La présente invention concerne un système et un procédé de traitement de gaz naturel produit à partir d'un puits sous-marin. Le système comprend un système de traitement sous-marin conçu, lors de l'utilisation, pour recevoir un gaz naturel produit à partir d'un puits sous-marin, séparer les liquides libres et condensables comprenant de l'eau et, éventuellement, les hydrocarbures liquides à partir de celui-ci, et produire un gaz anhydre à phase unique.
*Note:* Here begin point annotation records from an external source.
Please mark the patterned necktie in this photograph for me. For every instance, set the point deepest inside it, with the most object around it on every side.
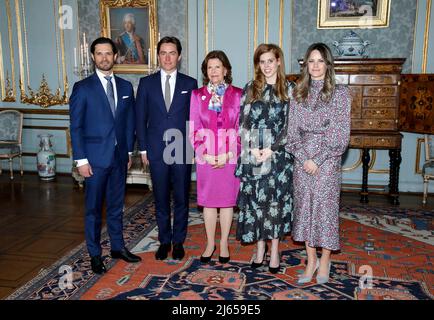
(167, 95)
(111, 94)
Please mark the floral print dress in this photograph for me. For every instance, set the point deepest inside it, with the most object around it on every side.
(265, 197)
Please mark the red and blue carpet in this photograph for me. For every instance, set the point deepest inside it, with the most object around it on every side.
(386, 253)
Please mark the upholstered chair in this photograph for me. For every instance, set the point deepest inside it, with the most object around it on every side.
(11, 131)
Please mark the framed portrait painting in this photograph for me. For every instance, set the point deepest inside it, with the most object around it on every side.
(346, 14)
(132, 25)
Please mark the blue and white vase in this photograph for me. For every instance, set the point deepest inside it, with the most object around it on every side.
(46, 158)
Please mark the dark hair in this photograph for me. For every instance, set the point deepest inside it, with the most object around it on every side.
(301, 91)
(103, 40)
(173, 40)
(217, 54)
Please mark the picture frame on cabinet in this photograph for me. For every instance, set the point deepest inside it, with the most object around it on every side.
(346, 14)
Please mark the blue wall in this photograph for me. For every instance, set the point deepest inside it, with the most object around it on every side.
(231, 24)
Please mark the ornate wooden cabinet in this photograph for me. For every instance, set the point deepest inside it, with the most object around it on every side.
(375, 86)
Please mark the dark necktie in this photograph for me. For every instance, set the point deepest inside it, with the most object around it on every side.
(111, 94)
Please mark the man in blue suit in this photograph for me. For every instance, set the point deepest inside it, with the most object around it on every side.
(162, 110)
(102, 135)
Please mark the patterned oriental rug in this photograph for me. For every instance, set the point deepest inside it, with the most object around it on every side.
(386, 254)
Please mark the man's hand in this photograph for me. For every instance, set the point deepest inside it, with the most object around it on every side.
(222, 159)
(145, 160)
(310, 167)
(265, 154)
(130, 161)
(85, 170)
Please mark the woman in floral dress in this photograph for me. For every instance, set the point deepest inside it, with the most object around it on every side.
(318, 135)
(265, 167)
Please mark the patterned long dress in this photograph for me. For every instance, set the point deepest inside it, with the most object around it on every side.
(265, 197)
(318, 131)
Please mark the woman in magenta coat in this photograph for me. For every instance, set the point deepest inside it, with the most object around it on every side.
(214, 113)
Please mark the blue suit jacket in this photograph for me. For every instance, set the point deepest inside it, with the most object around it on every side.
(152, 118)
(93, 128)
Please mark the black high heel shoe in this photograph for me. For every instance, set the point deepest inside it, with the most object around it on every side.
(274, 270)
(207, 259)
(224, 259)
(255, 265)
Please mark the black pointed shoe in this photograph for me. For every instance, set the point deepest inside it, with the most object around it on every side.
(207, 259)
(178, 251)
(274, 270)
(224, 259)
(163, 251)
(126, 256)
(97, 265)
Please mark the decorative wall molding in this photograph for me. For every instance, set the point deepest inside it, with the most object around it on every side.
(39, 111)
(44, 98)
(10, 92)
(426, 36)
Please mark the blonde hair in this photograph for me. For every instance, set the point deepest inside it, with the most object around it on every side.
(301, 91)
(281, 87)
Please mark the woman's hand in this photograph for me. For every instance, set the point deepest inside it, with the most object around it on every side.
(256, 153)
(310, 167)
(222, 159)
(211, 160)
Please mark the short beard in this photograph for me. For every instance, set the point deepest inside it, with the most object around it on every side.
(100, 67)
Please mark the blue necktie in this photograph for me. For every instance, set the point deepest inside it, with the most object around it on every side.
(111, 94)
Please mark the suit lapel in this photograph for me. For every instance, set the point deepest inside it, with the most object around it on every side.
(176, 92)
(101, 92)
(120, 94)
(158, 88)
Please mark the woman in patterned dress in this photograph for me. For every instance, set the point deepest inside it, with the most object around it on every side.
(265, 167)
(214, 116)
(318, 135)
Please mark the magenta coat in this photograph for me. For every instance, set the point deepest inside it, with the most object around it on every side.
(215, 134)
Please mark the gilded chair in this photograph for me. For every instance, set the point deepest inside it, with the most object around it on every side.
(11, 132)
(428, 166)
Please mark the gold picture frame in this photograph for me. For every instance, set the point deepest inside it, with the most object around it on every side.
(347, 14)
(132, 25)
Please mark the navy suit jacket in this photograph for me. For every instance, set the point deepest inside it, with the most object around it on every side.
(152, 118)
(93, 128)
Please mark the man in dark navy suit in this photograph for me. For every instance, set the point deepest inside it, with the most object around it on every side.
(102, 135)
(162, 110)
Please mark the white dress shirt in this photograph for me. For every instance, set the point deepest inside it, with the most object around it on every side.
(172, 82)
(104, 83)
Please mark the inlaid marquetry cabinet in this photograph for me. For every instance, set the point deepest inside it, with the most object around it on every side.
(375, 86)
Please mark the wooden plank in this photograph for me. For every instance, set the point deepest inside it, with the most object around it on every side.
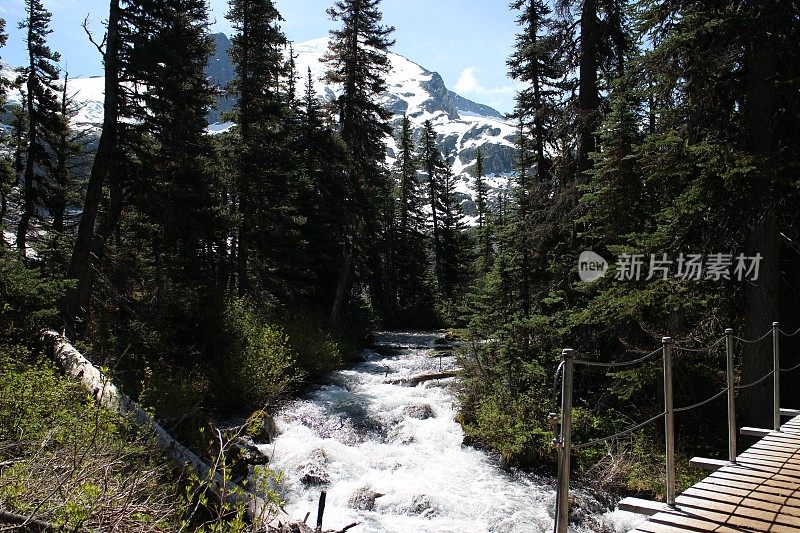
(775, 449)
(748, 471)
(758, 461)
(680, 520)
(788, 459)
(755, 432)
(760, 492)
(755, 521)
(766, 485)
(745, 497)
(704, 463)
(641, 506)
(767, 514)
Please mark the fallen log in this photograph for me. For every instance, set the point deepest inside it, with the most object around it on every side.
(413, 381)
(75, 365)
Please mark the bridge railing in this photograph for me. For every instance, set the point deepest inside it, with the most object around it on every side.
(567, 370)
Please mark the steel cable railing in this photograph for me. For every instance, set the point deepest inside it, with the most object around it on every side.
(753, 384)
(700, 404)
(700, 350)
(761, 338)
(792, 369)
(617, 364)
(565, 369)
(618, 434)
(789, 334)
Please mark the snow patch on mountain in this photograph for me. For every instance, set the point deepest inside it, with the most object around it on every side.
(462, 125)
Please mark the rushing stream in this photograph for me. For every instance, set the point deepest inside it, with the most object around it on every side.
(391, 457)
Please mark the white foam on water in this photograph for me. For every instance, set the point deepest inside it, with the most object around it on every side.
(358, 431)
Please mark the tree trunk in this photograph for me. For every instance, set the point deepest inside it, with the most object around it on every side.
(28, 198)
(88, 248)
(342, 288)
(761, 295)
(588, 97)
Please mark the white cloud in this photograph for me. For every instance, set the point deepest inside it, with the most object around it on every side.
(468, 84)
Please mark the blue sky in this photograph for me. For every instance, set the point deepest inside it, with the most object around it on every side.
(466, 41)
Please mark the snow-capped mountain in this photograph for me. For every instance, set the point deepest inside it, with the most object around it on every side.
(462, 125)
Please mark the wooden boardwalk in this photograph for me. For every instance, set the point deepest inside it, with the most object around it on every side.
(761, 492)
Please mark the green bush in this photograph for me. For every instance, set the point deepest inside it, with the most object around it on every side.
(258, 365)
(317, 351)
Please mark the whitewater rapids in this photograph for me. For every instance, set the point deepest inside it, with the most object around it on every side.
(392, 457)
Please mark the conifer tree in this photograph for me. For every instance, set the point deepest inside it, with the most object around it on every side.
(358, 62)
(410, 245)
(41, 85)
(257, 54)
(454, 244)
(482, 205)
(537, 62)
(6, 168)
(434, 169)
(105, 175)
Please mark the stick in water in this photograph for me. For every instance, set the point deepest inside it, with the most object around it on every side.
(321, 509)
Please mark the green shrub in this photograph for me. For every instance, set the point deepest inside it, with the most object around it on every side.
(318, 352)
(258, 365)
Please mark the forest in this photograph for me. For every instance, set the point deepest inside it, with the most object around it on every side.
(216, 277)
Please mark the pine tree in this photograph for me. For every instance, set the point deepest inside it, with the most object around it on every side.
(257, 53)
(322, 159)
(6, 168)
(454, 243)
(358, 62)
(41, 83)
(172, 223)
(482, 205)
(94, 230)
(410, 247)
(434, 168)
(537, 61)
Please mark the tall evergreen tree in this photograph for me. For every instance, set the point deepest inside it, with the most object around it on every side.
(6, 168)
(94, 230)
(434, 168)
(482, 205)
(257, 53)
(538, 62)
(172, 224)
(454, 244)
(410, 246)
(41, 83)
(358, 62)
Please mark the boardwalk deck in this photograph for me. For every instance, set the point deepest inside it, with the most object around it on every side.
(761, 492)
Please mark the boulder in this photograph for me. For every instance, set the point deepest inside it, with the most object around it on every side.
(421, 411)
(363, 499)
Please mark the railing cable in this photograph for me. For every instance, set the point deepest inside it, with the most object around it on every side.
(619, 364)
(790, 369)
(767, 334)
(698, 350)
(555, 384)
(617, 435)
(753, 384)
(700, 404)
(789, 334)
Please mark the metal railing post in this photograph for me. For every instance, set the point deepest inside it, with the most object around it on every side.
(669, 425)
(562, 506)
(731, 396)
(776, 377)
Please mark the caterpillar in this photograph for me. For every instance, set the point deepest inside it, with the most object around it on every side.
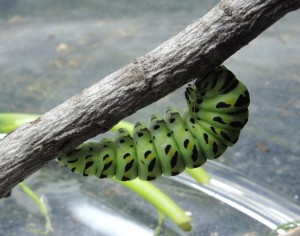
(217, 111)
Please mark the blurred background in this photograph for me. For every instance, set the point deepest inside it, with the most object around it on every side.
(51, 50)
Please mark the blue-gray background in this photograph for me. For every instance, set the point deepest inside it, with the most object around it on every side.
(51, 49)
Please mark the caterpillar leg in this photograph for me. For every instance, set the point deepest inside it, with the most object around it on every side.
(217, 111)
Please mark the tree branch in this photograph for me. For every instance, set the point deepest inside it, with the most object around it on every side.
(196, 50)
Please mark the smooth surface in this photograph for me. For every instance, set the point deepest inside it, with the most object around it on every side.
(47, 57)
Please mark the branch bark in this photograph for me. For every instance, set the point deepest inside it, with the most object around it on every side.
(194, 51)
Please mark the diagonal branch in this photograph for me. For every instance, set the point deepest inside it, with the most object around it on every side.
(194, 51)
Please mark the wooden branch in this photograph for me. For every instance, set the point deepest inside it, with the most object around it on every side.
(194, 51)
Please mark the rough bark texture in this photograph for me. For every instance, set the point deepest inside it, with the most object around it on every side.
(194, 51)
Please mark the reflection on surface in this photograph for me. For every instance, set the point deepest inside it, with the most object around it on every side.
(107, 222)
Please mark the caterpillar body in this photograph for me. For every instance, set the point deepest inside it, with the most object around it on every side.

Le système comprend également une installation de production en surface ayant un système de traitement situé sur cette dernière pour traiter les liquides libres et condensables séparés dans le système de traitement sous-marin et une ou plusieurs colonnes montantes pour transporter les liquides libres et condensables séparés vers le système de traitement sur l'installation de production en surface. Le gaz anhydre à phase unique produit dans le système de traitement sous-marin est transporté jusqu'à une installation de production à terre par l'intermédiaire d'un pipeline sous-marin. Le système de traitement sous-marin fonctionne à haute pression et le système de traitement sur l'installation de production en surface fonctionne à basse pression.
PCT/AU2016/050718 2015-08-06 2016-08-08 Système et procédé de traitement de gaz naturel produit à partir d'un puits sous-marin WO2017020096A1 (fr)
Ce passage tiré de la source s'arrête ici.